Yahoo Finance’s recent article entitled “Will My Beneficiaries Pay Taxes on Life Insurance?” says the big advantage of buying a life insurance policy is that, upon death, your beneficiaries can get a substantial lump sum payment without taxation, unless the amount of the life insurance pushes your estate above the applicable federal estate tax exemption. In that case, your estate will need to pay the tax.
While death benefits are usually tax-free, there are a few situations where the beneficiary of a policy may have to pay taxes on the lump sum payout. When you earn income from interest, it’s typically taxable. Therefore, if the beneficiary decides to delay the payout instead of receiving it right away, the death benefit may continue to accumulate interest. The death benefit won’t be taxed. However, the beneficiary will typically pay taxes on the additional interest.
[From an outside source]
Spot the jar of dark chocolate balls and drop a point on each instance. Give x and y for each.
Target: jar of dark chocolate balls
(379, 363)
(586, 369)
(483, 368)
If a policyholder decides to name their estate as the death benefit beneficiary, the estate could be subject to taxation. When you don’t designate a person as your beneficiary, the proceeds from the life insurance policy are subject to Section 2024 of the IRS code. That says if the gross estate incorporates proceeds of a life insurance policy, the value of the policy must be payable to the estate directly or indirectly or to named beneficiaries (if you had any “incidents of ownership” throughout the policy term).
The proceeds of a life insurance policy may also pass to the estate if the beneficiary dies, and there are no contingent beneficiaries. If you have a will in place, the proceeds will be paid out according to the terms of the will. If there’s no will in place, the probate court decides the way in which to distribute your assets.
The individual insured on a life insurance policy and the policyholder are usually the same person. The policyholder then names a beneficiary. However, a gift tax may apply if the insured, the policyholder and the beneficiary are three different parties. Because the IRS assumes the death benefit was a gift from the policyholder to the beneficiary, you might have to pay gift taxes on the death benefit.
Beneficiaries usually won’t have to pay taxes on life insurance proceeds. However, some situations can result in a taxable event. Be sure that your beneficiary designations are clearly outlined in the policy to avoid taxation.
Reference: Yahoo Finance (Jan. 17, 2023) “Will My Beneficiaries Pay Taxes on Life Insurance?”